A record number of people have needed help after a surgical tool was left inside them by medical professionals, according to new hospital data.

Mistakes involving a “foreign object accidentally left in the body during surgical and medical care” led to a record 291 “finished consultant episodes” – ie. where extra support was needed – in 2021/2022.

This is up on two decades ago, when 156 of these episodes occurred in 2001/2002, while hospital data shows the lowest number of cases was in 2003/04, when only 138 such episodes were recorded.

The average age of patients with a foreign body left inside them was 57 last year. But the figures show a broad age range have been affected by these errors, from babies to patients over the age of 90.

This comes as the NHS is under intense and sustained pressure, caring for more patients than ever before.

Swabs and gauzes used during surgery or a procedure are one of the most common items left inside a patient, but in rare cases surgical tools such as scalpels and drill bits have been found.

There are strict procedures in hospitals to prevent such blunders, including checklists and the repeated counting of surgical tools.

The NHS Digital data does not make clear when a patient had the initial surgery or treatment that led to the incident, or whether it was performed under the NHS or by a private hospital. Each “episode” may not equate to a single patient as some people may have sought care more than once at a different hospital.

But leaving an object inside a patient after surgery is classed as a “never event” by the NHS – meaning the incident is so serious it should never have happened.

When a surgical implement is left inside a patient, it can require further surgery to remove it.

“Never events are called that because they are serious incidents that are entirely preventable because the hospital or clinic has systems in place to prevent them happening,” Rachel Power, chief executive of the Patients Association, told PA Media.

“When they occur, the serious physical and psychological effects they cause can stay with a patient for the rest of their lives, and that should never happen to anyone who seeks treatment from the NHS.”

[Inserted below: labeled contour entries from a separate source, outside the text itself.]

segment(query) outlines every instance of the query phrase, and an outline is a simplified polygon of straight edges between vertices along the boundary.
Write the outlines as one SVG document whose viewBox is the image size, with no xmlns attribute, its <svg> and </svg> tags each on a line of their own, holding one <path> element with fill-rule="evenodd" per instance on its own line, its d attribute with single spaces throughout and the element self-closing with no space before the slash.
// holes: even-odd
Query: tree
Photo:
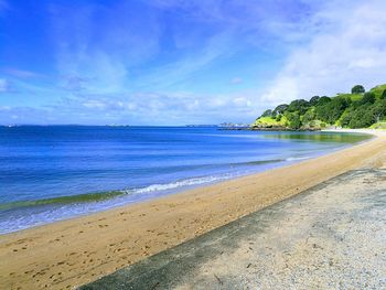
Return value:
<svg viewBox="0 0 386 290">
<path fill-rule="evenodd" d="M 287 109 L 288 109 L 288 105 L 287 104 L 281 104 L 281 105 L 279 105 L 279 106 L 277 106 L 275 108 L 272 115 L 276 116 L 276 115 L 283 114 Z"/>
<path fill-rule="evenodd" d="M 386 117 L 386 99 L 380 99 L 372 106 L 372 112 L 375 121 L 379 121 Z"/>
<path fill-rule="evenodd" d="M 304 116 L 303 116 L 303 123 L 308 123 L 311 122 L 312 120 L 314 120 L 317 117 L 315 111 L 313 108 L 310 108 L 308 111 L 305 111 Z"/>
<path fill-rule="evenodd" d="M 313 96 L 313 97 L 310 99 L 310 105 L 311 105 L 311 106 L 317 106 L 319 100 L 320 100 L 320 97 L 319 97 L 319 96 Z"/>
<path fill-rule="evenodd" d="M 353 86 L 353 88 L 351 89 L 351 94 L 363 94 L 365 92 L 366 90 L 362 85 Z"/>
<path fill-rule="evenodd" d="M 298 130 L 301 127 L 299 112 L 286 111 L 285 116 L 286 116 L 287 120 L 289 121 L 289 128 L 291 128 L 293 130 Z"/>
<path fill-rule="evenodd" d="M 299 111 L 300 115 L 304 115 L 309 107 L 310 103 L 305 99 L 296 99 L 291 101 L 287 110 L 291 112 Z"/>
<path fill-rule="evenodd" d="M 268 110 L 265 110 L 261 115 L 261 117 L 272 117 L 272 110 L 268 109 Z"/>
<path fill-rule="evenodd" d="M 317 117 L 328 123 L 335 123 L 347 107 L 349 101 L 344 97 L 335 97 L 328 104 L 317 107 Z"/>
<path fill-rule="evenodd" d="M 328 103 L 330 103 L 330 101 L 331 101 L 331 98 L 330 98 L 330 97 L 328 97 L 328 96 L 322 96 L 322 97 L 319 99 L 317 106 L 323 106 L 323 105 L 325 105 L 325 104 L 328 104 Z"/>
<path fill-rule="evenodd" d="M 360 107 L 358 109 L 354 110 L 351 114 L 349 127 L 353 129 L 366 128 L 372 126 L 375 122 L 376 122 L 376 117 L 371 110 L 371 107 L 367 105 L 367 106 Z"/>
<path fill-rule="evenodd" d="M 363 95 L 361 105 L 374 104 L 374 103 L 375 103 L 375 94 L 373 92 L 367 92 Z"/>
<path fill-rule="evenodd" d="M 386 89 L 384 89 L 384 92 L 382 93 L 380 99 L 386 99 Z"/>
</svg>

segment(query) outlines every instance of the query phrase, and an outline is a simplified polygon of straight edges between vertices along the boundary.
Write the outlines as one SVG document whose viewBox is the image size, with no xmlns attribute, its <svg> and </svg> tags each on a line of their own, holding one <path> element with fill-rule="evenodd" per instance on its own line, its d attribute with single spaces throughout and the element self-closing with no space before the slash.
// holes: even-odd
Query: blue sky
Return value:
<svg viewBox="0 0 386 290">
<path fill-rule="evenodd" d="M 386 83 L 385 1 L 0 0 L 0 123 L 251 122 Z"/>
</svg>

An earlier analysis by PA, published in May 2022, found that some 407 “never events” were recorded in the NHS in England from April 2021 until March 2022. Vaginal swabs were left in patients 32 times and surgical swabs were left 21 times – while one woman even had her ovaries mistakenly removed.

Some of the other objects left inside patients included part of a pair of wire cutters, part of a scalpel blade, and the bolt from a pair of surgical forceps.

“Thanks to the hard work of NHS staff, incidents like these are rare,” an NHS spokesperson said. “However, when they do happen the NHS is committed to learning from them to improve care for future patients.

The spokesperson added: “Last year, the NHS published new guidance introducing a significant shift in the way the NHS responds to patient safety incidents, which will help organisations increase their focus on understanding how incidents happen and taking steps to make improvements.”